Ради торжества той же справедливости должен сказать я и то, что ни до одного из заборов я по-прежнему не добегал: ни на севере, ни на востоке. Никак не мог заставить себя. Выгляну из каптерки, а снаружи какой-либо дождик со снегом. Гудки на Ярославском перегоне. Животные в лесу кричат своими фантастическими голосами. Куда же я побегу? Для чего? Бывший полковник чуть поодаль от меня. Он сидит и, должно быть, о чем-то мечтает: по лицу видно. Быть может, о чем-то грандиозном, о чем-то мемориальном, о чем-то многоэтажном. Но это ведь его мечта, а не моя. Игра воображения бывшего военного командира, контуженного лет тридцать пять назад где-то на Дальнем Востоке в период сражения с японскими захватчиками.

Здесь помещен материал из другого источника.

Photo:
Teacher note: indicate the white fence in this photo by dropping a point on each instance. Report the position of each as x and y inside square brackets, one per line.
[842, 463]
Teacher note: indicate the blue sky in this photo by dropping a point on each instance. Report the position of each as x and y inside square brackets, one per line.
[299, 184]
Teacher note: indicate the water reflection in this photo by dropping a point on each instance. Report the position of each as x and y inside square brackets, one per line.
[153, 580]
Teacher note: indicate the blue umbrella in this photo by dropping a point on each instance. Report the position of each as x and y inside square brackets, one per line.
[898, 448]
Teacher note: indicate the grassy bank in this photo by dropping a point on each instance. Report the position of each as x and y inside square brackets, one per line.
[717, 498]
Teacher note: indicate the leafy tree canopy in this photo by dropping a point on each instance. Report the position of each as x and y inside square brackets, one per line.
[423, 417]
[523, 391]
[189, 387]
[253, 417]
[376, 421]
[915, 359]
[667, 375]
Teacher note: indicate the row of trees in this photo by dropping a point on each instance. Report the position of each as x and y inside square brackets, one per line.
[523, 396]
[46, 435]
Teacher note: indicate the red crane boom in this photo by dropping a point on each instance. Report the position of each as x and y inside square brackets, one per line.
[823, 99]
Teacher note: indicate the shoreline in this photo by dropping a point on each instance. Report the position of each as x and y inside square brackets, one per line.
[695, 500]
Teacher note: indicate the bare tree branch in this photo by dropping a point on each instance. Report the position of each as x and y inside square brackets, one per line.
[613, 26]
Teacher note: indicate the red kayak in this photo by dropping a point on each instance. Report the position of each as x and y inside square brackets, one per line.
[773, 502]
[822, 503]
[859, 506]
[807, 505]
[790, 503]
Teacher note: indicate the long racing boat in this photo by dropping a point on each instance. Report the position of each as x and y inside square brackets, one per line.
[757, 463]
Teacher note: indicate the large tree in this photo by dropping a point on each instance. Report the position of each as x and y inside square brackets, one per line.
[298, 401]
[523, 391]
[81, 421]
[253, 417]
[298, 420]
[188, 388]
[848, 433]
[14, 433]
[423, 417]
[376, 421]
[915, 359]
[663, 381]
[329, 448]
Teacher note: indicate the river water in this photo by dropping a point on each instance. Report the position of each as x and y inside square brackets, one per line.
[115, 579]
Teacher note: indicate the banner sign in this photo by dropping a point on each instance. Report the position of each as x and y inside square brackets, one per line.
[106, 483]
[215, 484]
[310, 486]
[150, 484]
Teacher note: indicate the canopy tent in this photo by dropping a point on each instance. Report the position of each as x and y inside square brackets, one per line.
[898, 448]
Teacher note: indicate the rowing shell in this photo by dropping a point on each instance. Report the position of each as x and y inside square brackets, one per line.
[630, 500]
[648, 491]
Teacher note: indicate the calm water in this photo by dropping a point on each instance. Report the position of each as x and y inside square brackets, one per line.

Другое дело – мой ламповый радиоприемник, передававший самую лучшую музыку отечественных и зарубежных композиторов в домашнем тепле на 3-ем этаже. Джаз, рок-н-ролл, буги-вуги, твист, наиболее популярные песни протеста. Это нам с Александром Петровичем удавалось послушать. Как мне, так и ему. Сидим с ним и слушаем. Вместе с другом. Я и товарищ. Он тут, и я тут. Курим. Давно уже ночь в столице. Всю еду съели. Он мне говорит: «Прекрасно поют эти талантливые негры на английском языке, так и хочется перевести на русский! Но ты-то ведь все равно ни хера не поймешь!» И я понимаю, что снова он прав. Он, а не я. А вокруг – все по-прежнему. Мой гардероб неподалеку от Александра Петровича, а заначка «партийного» в узкой тьме его не покоится: всю выпили еще, наверное, вчера при далеком бое курантов за окном. Случилось это, стоит напомнить, не где-нибудь там, где никогда такого не случалось, а именно здесь, в моем двенадцатиметровом жилом помещении с советской ламповой радиолой «Днепр» и фикусом на подоконнике, вчерашней газетой «Правда» на столе. Александр Петрович, поставив локти на стол, сидел как раз вон на том стуле, а я вот на этом, и тоже поставив локти на стол. Музыка. Он – напротив меня, я – напротив него.

А чтобы нечто неожиданное про наш большой город сказать, то ничего такого ни разу между нами не было. Разное было, а это как-то мимо пронеслось. Ни слова не произнесли ни по снабжению города электроэнергией, ни по завозу предметов повседневного спроса в столичные магазины. Наш город и для всего остального слишком был огромный и непознаваемый. Кто же знает, когда, чего и куда завезут? Про ту же самую сушеную воблу в мешках и то никто ничего не знает. Да и огней, стоит заметить, в нашем городе столько, что даже подумать нечто обратное о нем слишком опрометчиво.

Навалом в Москве и других питейных заведений, помимо моей комнаты в общей квартире с досчатым коридором и огромными влажными панталонами на веревке в общей коммунальной кухне. Название все известные, неоднократно обнародованные: «Джульбарс» и «Наири», «Красные паруса» и «Огни Москвы», «Большой привет» и «Белый ветер»… В них мы с товарищем не так часто бываем, но все-таки бываем иногда, хотя и не в них, а просто у меня.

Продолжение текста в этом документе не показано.